On the firing line to lose state funding and hoping to target county or city dollars, the Chicago-based CeaseFire crime
prevention program knew it needed to figure out, however inexactly, how many guns it may have silenced.
To aid in that effort, CeaseFire partnered with the Harris School’s Center for Policy Practice on a project with four Harris
School students who spent Winter Quarter aggregating and organizing quantitative and qualitative information. The project was
designed to help the Illinois affiliate of a national program, which does outreach and intervention with high-risk people in a
number of communities in Chicago and throughout Illinois, begin to put a bottom line on what it has accomplished in reducing gun
violence.
CeaseFire concentrates on specific police beats with the highest numbers of shootings and killings, holding events, passing out
written materials and directly contacting those who might soon shoot or be shot, said Charlie Ransford (MPP’04), an evaluation
analyst with CeaseFire. “We’re actually hearing about potential conflicts and mediating those conflicts to prevent shootings from
happening,” he says.
“By systematically identifying what is known and what isn’t, what information is there and what isn’t, the students will offer
a product to CeaseFire that will be valuable to them going forward,” said Paula R. Worthington, faculty adviser for the practicum.
These practica projects are facilitated by the Center for Policy Practice, which chooses one agency from a pool of applicants each
term, she said.
CeaseFire, a program of the Chicago Project for Violence Prevention housed at the University of Illinois at Chicago, provided
the students with programmatic information, crime statistics, and survey information, Ransford said.
“We’re trying to produce a lot of information to educate policymakers as to the value of our program. We’re hoping that this
project with students will be another element to it,” he said, adding, “It’s not something that is very easy to measure.”
Worthington said students were not expected to perform a full-fledged policy evaluation in a ten-week term. “It’s a great
opportunity for the students to tackle a doable but challenging problem, with restricted time and resources,” she said.
Karolina Arias (MPP’05), a student who did a human rights internship in Brazil last summer, said the subject dovetailed nicely
with her policy interests. “We’re looking at their data and [its] validity, assessing what would make their data better and what
kinds of questions they should be asking,” she said.

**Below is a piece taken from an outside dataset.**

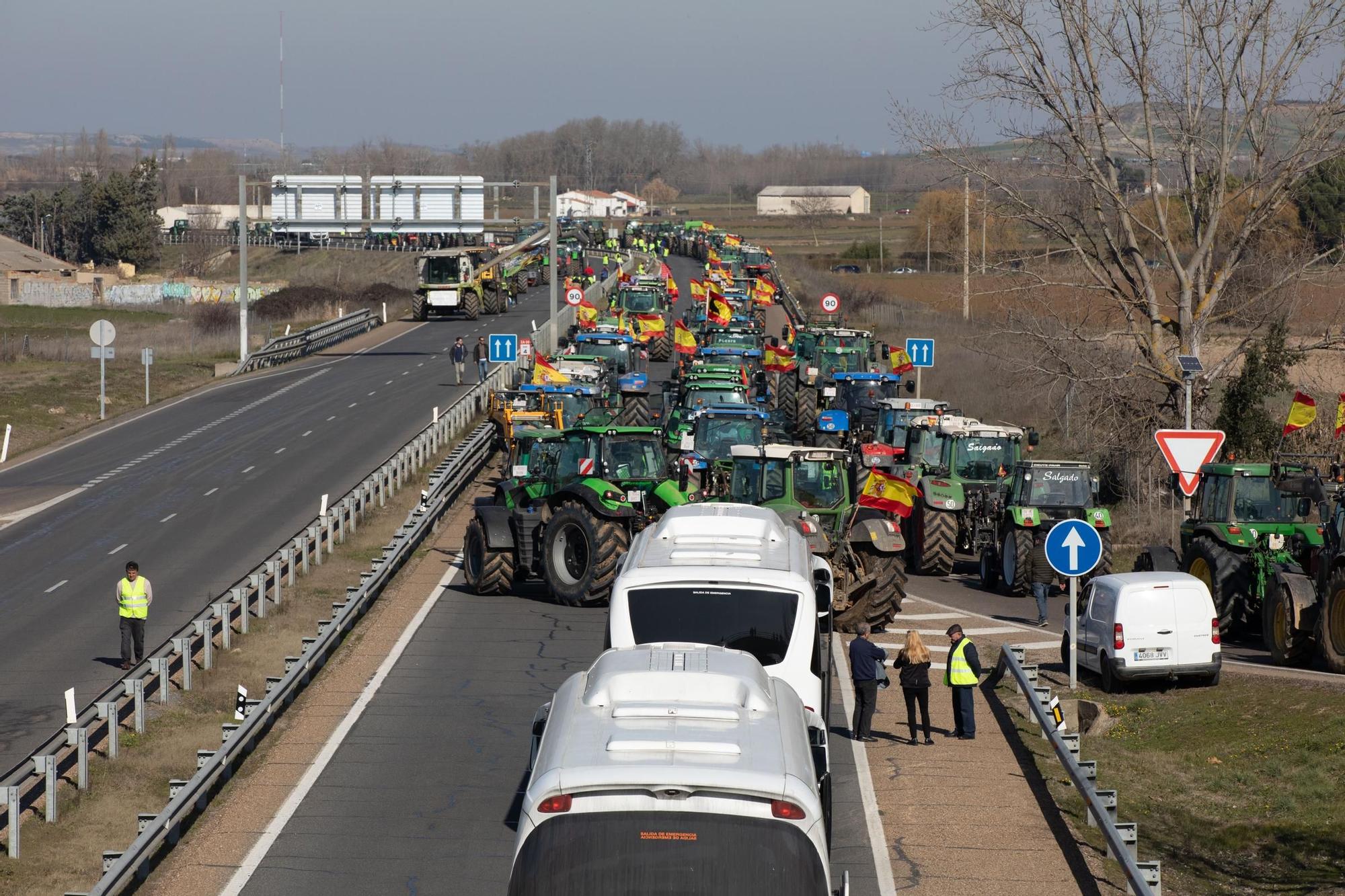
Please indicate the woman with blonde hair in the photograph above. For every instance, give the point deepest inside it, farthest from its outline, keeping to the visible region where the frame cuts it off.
(914, 662)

Student Sara Press (MPP’06) said the group was attempting to hone in on a “dosage indicator,” in the public health sense of
the term, to measure CeaseFire’s effects. “In Chicago, there has been a 25 percent decrease in homicides in the past year,” she
said. “It’s possible that CeaseFire has been 10 percent of that impact, but we need to get the data to understand all the things
that have occurred.”
Luis Araque (MPP’05), a third student who hoped to gain experience in handling data and helping manage a project, said the group
was attempting to capture a statistical treatment group within police beats served by CeaseFire and a control group from elsewhere.
“We’re trying to help them get prepared for future program evaluations,” he said.